ORDER IMPOSING SANCTIONS

Based on the foregoing, the Commission deems it appropriate and in the public interest to accept the offer of settlement submitted by McClintock and accordingly,

IT IS HEREBY ORDERED, effective immediately, that:

A. McClintock is denied the privilege of appearing or practicing before the Commission as an accountant.

B. After two years from the date of this Order, McClintock may request that the Commission consider his reinstatement by submitting an application (attention: Office of the Chief Accountant) to resume appearing or practicing before the Commission as:

1. a preparer or reviewer, or a person responsible for the preparation or review, of any public company's financial statements that are filed with the Commission. Such application must satisfy the Commission that McClintock's work in his practice before the Commission will be reviewed either by the independent audit committee of the public company for which he works or in some other acceptable manner, as long as he practices before the Commission in this capacity; and/or

2. an independent accountant. Such application must satisfy the Commission that:

(a) McClintock, or the firm with which he is associated, is a member of the SEC Practice Section of the American Institute of Certified Public Accountants Division for CPA Firms (SEC Practice Section) or an equivalent Canadian organization that includes or is supplemented by peer review, concurring partner review, continuing professional education and other membership requirements that provide appropriate quality controls over an accounting and auditing practice, as long as he practices before the Commission as an independent accountant;

(b) McClintock, or the firm, has received an unqualified report relating to his, or the firm's, most recent peer review conducted in accordance with the guidelines adopted by the SEC Practice Section or equivalent organization; and

(c) as long as McClintock appears or practices before the Commission as an independent accountant he will remain either a member of or associated with a member firmof the SEC Practice Section or equivalent Canadian organization and will comply with all applicable SEC Practice Section or equivalent Canadian organization requirements, including all requirements for periodic peer reviews, concurring partner reviews, and continuing professional education.

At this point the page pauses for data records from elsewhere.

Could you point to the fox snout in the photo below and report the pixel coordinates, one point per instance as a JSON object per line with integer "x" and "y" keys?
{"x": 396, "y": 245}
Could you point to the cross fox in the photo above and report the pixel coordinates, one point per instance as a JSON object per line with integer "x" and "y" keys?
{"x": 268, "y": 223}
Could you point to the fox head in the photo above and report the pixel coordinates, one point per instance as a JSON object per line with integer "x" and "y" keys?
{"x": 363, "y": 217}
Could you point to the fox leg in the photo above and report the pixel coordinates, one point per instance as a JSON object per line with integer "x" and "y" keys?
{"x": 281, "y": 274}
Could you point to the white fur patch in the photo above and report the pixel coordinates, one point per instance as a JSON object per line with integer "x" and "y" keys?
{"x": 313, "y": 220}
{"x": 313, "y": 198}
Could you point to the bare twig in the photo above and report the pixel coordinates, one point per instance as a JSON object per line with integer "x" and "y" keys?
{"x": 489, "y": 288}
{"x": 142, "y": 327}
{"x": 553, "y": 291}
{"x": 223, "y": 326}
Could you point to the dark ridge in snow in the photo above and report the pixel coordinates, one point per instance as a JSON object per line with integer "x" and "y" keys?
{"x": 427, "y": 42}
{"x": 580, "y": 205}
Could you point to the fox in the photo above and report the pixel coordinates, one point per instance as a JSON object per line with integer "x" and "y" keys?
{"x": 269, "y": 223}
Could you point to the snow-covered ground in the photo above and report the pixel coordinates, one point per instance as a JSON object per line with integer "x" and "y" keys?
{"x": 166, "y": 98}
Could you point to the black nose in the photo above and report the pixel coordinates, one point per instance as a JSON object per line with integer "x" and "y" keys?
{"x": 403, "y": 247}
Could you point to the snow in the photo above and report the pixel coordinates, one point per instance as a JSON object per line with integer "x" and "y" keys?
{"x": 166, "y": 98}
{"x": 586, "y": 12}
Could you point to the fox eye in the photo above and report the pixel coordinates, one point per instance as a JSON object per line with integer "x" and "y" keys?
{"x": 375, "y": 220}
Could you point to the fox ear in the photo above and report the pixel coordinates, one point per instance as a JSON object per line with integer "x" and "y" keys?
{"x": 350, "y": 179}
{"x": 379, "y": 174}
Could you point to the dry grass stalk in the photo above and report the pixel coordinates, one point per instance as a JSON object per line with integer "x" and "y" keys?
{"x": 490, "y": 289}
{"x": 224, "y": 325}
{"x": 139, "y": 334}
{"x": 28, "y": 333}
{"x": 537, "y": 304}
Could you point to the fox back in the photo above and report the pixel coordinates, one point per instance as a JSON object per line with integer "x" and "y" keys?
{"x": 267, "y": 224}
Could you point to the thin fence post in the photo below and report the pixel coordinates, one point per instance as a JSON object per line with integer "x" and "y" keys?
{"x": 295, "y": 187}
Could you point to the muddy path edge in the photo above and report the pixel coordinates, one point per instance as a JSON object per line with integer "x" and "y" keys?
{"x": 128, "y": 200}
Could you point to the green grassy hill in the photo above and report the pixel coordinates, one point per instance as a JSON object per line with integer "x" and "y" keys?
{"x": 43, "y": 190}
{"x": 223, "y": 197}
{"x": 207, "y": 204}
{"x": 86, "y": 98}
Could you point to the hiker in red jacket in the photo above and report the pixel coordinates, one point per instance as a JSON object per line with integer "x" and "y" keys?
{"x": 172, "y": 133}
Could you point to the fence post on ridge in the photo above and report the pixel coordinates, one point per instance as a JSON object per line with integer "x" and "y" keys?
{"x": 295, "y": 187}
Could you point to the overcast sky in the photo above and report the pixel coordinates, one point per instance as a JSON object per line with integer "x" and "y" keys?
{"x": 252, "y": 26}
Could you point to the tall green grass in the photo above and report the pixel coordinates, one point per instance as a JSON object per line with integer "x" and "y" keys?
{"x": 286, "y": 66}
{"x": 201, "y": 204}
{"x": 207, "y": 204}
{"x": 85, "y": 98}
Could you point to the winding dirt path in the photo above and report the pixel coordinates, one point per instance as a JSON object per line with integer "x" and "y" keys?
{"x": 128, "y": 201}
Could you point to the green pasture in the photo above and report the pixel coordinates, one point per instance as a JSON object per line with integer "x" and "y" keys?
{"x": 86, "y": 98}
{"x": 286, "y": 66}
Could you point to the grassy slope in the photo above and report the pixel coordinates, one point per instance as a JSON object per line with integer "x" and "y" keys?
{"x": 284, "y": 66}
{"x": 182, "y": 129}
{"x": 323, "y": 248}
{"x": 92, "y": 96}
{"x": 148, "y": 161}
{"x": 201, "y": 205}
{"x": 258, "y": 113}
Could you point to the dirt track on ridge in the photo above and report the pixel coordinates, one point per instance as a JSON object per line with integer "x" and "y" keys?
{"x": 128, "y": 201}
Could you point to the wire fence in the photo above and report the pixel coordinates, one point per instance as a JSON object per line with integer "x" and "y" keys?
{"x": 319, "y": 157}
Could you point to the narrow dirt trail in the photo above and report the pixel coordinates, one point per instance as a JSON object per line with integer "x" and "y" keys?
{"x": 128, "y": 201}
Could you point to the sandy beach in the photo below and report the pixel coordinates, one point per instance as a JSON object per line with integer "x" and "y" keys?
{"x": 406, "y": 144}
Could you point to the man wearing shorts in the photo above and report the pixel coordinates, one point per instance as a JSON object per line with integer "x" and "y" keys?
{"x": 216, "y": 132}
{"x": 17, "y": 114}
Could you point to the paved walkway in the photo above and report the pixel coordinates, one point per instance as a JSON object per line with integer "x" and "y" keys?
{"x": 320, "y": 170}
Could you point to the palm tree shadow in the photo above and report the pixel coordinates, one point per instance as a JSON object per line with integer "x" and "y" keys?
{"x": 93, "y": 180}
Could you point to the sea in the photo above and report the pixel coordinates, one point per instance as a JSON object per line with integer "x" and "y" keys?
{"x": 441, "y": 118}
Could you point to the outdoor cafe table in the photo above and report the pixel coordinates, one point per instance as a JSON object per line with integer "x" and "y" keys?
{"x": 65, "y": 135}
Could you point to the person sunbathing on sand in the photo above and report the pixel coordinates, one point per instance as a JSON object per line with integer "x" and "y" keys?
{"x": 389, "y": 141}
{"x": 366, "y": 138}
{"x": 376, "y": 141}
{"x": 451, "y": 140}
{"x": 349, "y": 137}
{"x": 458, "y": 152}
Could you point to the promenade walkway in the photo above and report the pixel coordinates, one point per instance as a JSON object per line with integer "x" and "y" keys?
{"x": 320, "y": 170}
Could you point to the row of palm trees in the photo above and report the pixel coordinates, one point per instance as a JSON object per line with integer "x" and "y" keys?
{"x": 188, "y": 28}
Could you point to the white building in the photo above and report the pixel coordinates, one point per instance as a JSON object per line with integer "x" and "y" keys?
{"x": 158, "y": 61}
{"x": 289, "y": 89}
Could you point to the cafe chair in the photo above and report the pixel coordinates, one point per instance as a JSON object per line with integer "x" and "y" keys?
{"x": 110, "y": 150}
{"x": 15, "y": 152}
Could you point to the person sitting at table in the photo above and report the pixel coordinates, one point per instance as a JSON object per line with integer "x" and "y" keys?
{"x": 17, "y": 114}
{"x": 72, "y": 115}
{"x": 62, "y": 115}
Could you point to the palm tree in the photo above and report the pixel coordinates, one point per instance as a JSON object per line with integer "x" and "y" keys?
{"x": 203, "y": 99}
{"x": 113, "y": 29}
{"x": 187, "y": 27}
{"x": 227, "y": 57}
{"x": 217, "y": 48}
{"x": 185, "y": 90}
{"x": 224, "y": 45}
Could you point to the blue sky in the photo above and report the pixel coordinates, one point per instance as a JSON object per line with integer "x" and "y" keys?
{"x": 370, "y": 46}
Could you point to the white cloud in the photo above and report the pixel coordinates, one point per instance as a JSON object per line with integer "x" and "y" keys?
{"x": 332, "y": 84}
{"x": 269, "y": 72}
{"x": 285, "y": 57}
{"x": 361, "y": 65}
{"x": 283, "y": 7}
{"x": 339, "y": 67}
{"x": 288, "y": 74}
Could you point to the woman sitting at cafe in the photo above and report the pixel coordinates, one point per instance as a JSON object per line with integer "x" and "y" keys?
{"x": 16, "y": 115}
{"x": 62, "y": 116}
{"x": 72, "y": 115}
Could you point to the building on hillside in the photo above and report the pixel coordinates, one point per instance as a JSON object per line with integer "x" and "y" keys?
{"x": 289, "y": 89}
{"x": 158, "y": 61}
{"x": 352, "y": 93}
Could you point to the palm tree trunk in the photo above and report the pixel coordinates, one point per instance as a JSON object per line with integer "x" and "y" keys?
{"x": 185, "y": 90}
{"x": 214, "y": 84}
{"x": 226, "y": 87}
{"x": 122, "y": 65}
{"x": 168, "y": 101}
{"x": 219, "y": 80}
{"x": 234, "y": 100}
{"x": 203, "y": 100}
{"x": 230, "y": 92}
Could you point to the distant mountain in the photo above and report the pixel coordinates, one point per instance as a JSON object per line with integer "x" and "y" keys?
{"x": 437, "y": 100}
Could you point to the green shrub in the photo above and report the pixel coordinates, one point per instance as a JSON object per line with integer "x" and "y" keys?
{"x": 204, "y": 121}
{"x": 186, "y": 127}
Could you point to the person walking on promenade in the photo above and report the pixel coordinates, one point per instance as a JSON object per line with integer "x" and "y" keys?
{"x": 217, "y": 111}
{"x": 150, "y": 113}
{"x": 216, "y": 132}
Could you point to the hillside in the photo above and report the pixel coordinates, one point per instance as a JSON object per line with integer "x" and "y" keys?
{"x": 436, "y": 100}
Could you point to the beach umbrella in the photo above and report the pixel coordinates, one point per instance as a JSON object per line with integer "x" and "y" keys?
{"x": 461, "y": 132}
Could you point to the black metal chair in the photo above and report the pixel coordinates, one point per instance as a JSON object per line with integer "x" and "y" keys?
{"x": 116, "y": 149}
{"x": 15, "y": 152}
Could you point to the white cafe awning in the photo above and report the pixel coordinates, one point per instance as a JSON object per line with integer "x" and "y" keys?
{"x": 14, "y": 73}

C. The Commission's review of any request or application by McClintock to resume appearing or practicing before the Commission may include consideration of, in addition to the matters referenced above, any other matters relating to McClintock's character, integrity, professional conduct, or qualifications to appear or practice before the Commission.

By the Commission.

Jonathan G. Katz
Secretary

Footnotes

1

Rule 102(e)(3), in relevant part, provides that the Commission may suspend from appearing or practicing before it any accountant who by name has been permanently enjoined, by a court of competent jurisdiction in an action brought by the Commission, from violating and provision of the federal securities laws or the rules and regulations thereunder. 17 C.F.R. Section 201.102(e)(3)(i).

2

In Canada, a C.A. is the professional equivalent of a Certified Public Accountant in the United States.